Delito fiscal. Bien protegido.

Actualmente existen dos enfoques complementarios sobre lo que ha de entenderse como bien jurídicamente protegido en el delito fiscal:
- Para el primero el bien jurídico protegido es el Erario público entendido como el patrimonio de la Hacienda Pública en su manifestación de recaudación completa de los diferentes impuestos.
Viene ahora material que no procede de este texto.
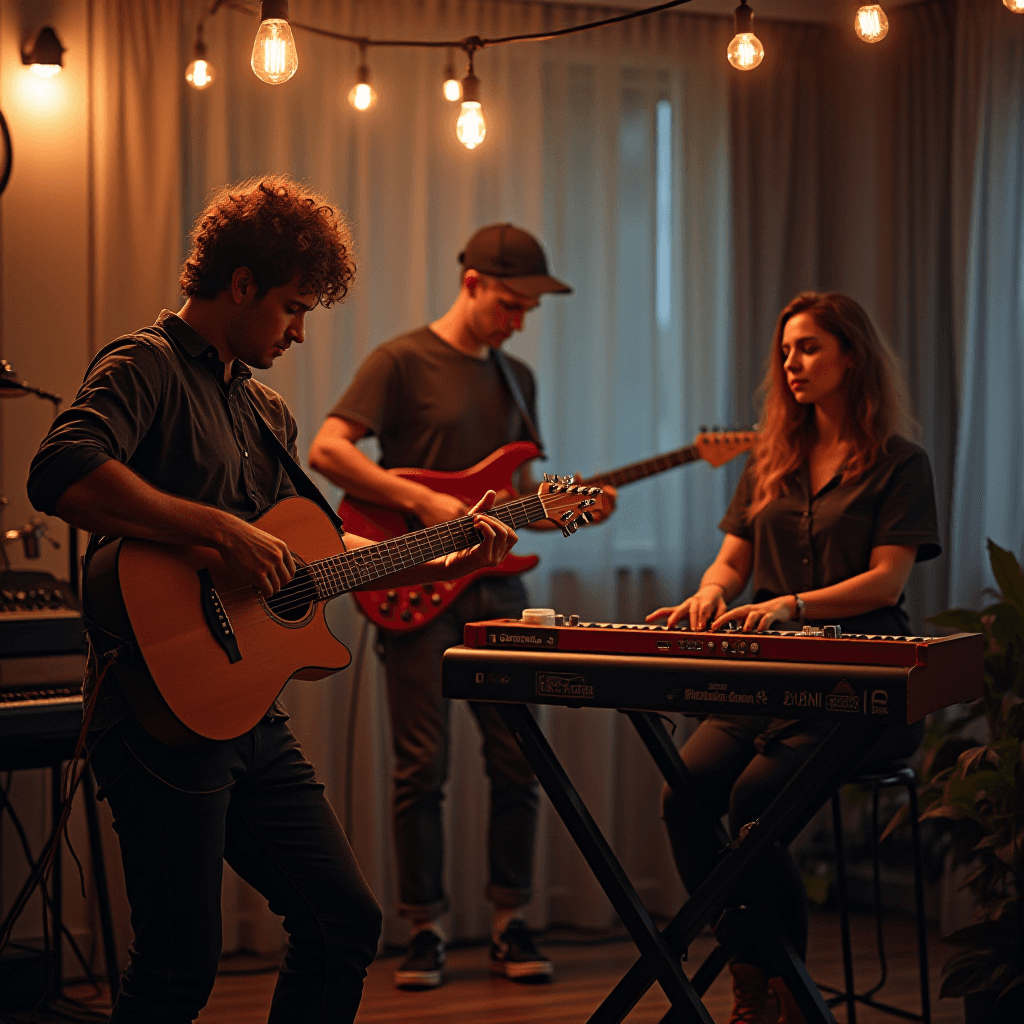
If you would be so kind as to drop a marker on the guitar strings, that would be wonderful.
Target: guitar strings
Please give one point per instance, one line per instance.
(382, 563)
- Para el segundo, en cambio, el bien jurídico protegido son los valores constitucionales consagrados en el artículo 31.1 CE, incluido el justo reparto de la carga tributaria.
Desde esta perspectiva lo que se protege a través del delito fiscal no es sólo la actividad puramente recaudatoria sino la función que nuestro ordenamiento atribuye a los tributos y que, como señala el artículo 2.2 LGT, no sólo es la de ser medios para recaudar los ingresos necesarios para el sostenimiento de los gastos públicos sino también la de servir como instrumentos de la política económica general y para atender a la realización de los principios y fines constitucionales.
Por otro lado, en la medida en que la presentación tempestiva, completa y veraz de declaraciones tributarias, aun si ingreso, impiden la comisión del delito, también puede considerarse bien jurídico protegido el deber de lealtad de los ciudadanos con la Administración pública propia de un Estado social y democrático de Derecho.